The dictionary definition of transformation is a “change in form, appearance, nature or character.” This means that in the decade 2010-2020 most of humanity’s institutions and thought will change in form, appearance, nature or character. So, if you are a CEO and you are not in the fully aware business of transforming your company, you may not have a company in 2020. If the entire world, your market segment and your competitors are in full out change and you are not, you put yourself and your employees at high risk.
If you are a CEO and you are not in the fully aware business of transforming your company, you may not have a company in 2020.
We live in a time when the speed of change has accelerated so much that it has become environmental. We live in an environment of change. To lead in this reality by definition one has to embrace forward thinking change.
In the Shift Age, and in the Transformation Decade, a company successfully brings about change by initiating collaborative, on-going reorganization. The entire company must be involved in a collaborative way. No longer can a CEO take suggestions, brainstorm with her board or strategy officer and then issue a dictate on a new direction; the entire company needs to be included as not only will full buy-in then occur, but there are always employees, particularly in product development and customer relations, who have insights that will prove invaluable to the entire enterprise. Change must be collaborative.

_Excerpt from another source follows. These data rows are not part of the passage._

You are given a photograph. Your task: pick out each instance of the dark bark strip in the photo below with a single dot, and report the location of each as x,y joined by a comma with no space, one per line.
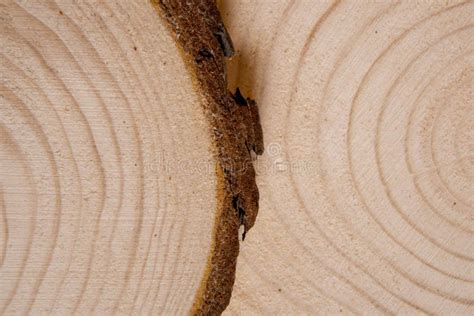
199,30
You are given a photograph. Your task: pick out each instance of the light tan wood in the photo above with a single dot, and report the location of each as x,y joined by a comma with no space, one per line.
106,166
367,181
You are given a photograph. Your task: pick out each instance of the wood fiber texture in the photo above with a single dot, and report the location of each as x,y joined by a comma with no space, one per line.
237,132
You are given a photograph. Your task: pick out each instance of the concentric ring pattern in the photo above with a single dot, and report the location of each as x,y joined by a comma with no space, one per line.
367,193
106,170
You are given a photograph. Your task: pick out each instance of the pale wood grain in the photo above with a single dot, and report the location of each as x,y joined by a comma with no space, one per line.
367,187
107,177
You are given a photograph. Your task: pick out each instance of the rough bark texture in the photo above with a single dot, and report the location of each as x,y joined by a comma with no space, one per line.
236,128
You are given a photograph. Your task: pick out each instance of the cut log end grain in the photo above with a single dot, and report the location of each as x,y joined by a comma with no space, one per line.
367,184
124,161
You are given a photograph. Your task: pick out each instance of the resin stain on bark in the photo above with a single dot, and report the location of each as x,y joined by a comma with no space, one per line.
236,131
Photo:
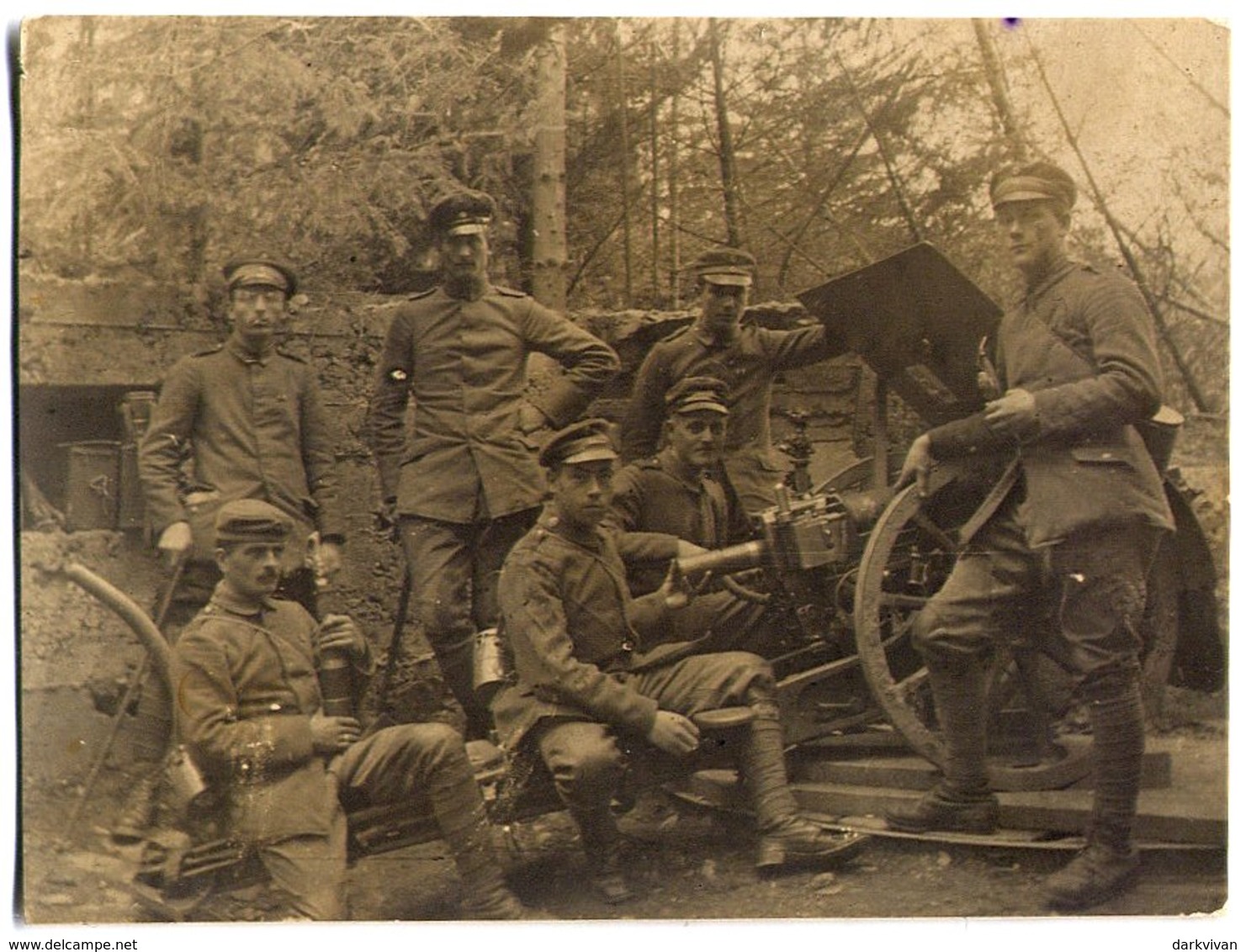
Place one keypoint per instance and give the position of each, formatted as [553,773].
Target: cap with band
[725,266]
[583,442]
[252,521]
[261,272]
[461,214]
[697,393]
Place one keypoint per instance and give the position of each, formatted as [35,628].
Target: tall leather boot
[787,840]
[1109,863]
[456,663]
[602,843]
[152,732]
[465,827]
[962,800]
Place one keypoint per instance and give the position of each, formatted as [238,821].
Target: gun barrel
[725,561]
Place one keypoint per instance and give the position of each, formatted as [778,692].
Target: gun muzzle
[724,561]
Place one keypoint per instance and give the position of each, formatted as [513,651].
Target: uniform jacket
[464,364]
[655,507]
[575,632]
[256,429]
[1082,343]
[748,365]
[245,687]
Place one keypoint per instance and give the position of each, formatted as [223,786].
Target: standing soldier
[240,421]
[745,357]
[1079,515]
[468,485]
[586,690]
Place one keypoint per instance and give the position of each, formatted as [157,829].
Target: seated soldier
[670,506]
[251,713]
[586,692]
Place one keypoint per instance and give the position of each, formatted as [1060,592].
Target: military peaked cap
[697,393]
[725,266]
[583,442]
[252,521]
[1038,181]
[461,214]
[258,269]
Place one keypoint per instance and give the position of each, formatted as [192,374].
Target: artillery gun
[844,567]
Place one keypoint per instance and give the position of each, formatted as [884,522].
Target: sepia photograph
[613,468]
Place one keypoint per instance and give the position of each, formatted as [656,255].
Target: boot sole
[1070,903]
[850,848]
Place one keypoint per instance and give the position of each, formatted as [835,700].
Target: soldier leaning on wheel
[1080,515]
[586,690]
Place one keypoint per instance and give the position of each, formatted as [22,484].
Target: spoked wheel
[906,560]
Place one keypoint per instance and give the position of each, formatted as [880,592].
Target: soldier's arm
[587,362]
[536,623]
[319,463]
[647,409]
[385,427]
[1127,384]
[166,445]
[225,739]
[623,521]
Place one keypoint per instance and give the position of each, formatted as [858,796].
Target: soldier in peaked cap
[251,419]
[1080,373]
[745,357]
[252,717]
[468,485]
[590,685]
[670,505]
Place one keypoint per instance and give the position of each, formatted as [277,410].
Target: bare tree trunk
[624,167]
[999,84]
[898,186]
[673,175]
[725,144]
[655,170]
[549,178]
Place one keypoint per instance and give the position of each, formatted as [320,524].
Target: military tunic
[256,429]
[655,509]
[464,364]
[246,683]
[578,642]
[1080,506]
[748,367]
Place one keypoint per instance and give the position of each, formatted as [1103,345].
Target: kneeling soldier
[249,709]
[586,692]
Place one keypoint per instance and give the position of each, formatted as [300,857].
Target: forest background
[618,149]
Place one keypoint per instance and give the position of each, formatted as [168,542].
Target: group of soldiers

It must also be on-going change. A CEO or Managing Director cannot lead some major change initiatives and then smugly sit on those changes for a couple of years. It is not essential to have reorganizational change going on each day, but if there is a three to nine month period where it does not occur, in that short period of time, complacency could settle in. At the end of any year, leaders must now be able to look back on the prior twelve months and be able to see enterprise evolution and change.
A leader must, every day, think about how she is going to lead a change in form, appearance, nature or character.
Forget the three-year strategic plan! Back in the 20th century when change was incremental year-to-year, a three-year plan might have been an acceptable road map with some chance for success. No longer. Just think back to 2010 and think of all the changes that have occurred. 2G to 3G to 4G wireless connectivity, tablets and touch screen phones, massive debt reduction, on-going slow economic growth due to the Great Recession and Globalism. How could a three-year plan possibly stay relevant?
So, in the Transformation Decade of 2010-2020 a leader must, every day, think about how she is going to lead a change in form, appearance, nature or character. Both survival and success are dependent on doing so.